NFL Commissioner Roger Goodell acknowledged Wednesday that the NFL has fallen “short” in its goals of hiring more coaches of color and “is not doing a good enough job” in its efforts.
When asked if the NFL should be held to a higher standard on diversity issues because of its outsized cultural impact, Biden said he believed it should be held to a “reasonable standard.”
The NFL is no stranger to controversies surroundings it mostly-white run league, where 71 percent of players are people of color. The league of 32 teams currently has just one black coach, one Latino coach and one Arab-American coach, while the rest of the coaches are white.
In 2003, the NFL established the start of the “Rooney Rule,” which now requires teams to interview minority candidates for top jobs such as head coach. But the rule came under intense scrutiny recently when former Miami Dolphins head coach Brian Flores filed a class-action suit against the NFL on Feb 1, calling the process a sham.

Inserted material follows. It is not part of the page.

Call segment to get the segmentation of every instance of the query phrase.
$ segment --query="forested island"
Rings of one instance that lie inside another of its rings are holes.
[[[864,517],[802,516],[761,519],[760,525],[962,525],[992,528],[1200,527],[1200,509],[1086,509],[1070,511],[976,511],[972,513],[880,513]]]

Flores, who is black, said the New York Giants interviewed him for their head coaching position even though they had already chosen a white coach, Brian Daboll, for the job.
“Mr. Flores was forced to sit through a dinner with Joe Schoen, the Giant’s new General Manager, knowing that the Giants had already selected Mr. Daboll,” the suit reads. “Mr. Flores had to give an extensive interview for a job that he already knew he would not get — an interview that was held for no reason other than for the Giants to demonstrate falsely to the League Commissioner Roger Goodell and the public at large that it was in compliance with the Rooney Rule.”
Flores also claims that Denver Broncos brass were “completely disheveled” when they interviewed him in 2019, adding to the notion that it was just another “sham” interview simply meant to satisfy the letter of the Rooney rule.
“In making the decision to file the class action complaint, I understand that I may be risking coaching the game I love, and has done so much for my family and me,” Flores said in a recent statement. “My sincere hope is that by standing up against systemic racism in the NFL, others will join me to ensure that positive change is made for generations to come.”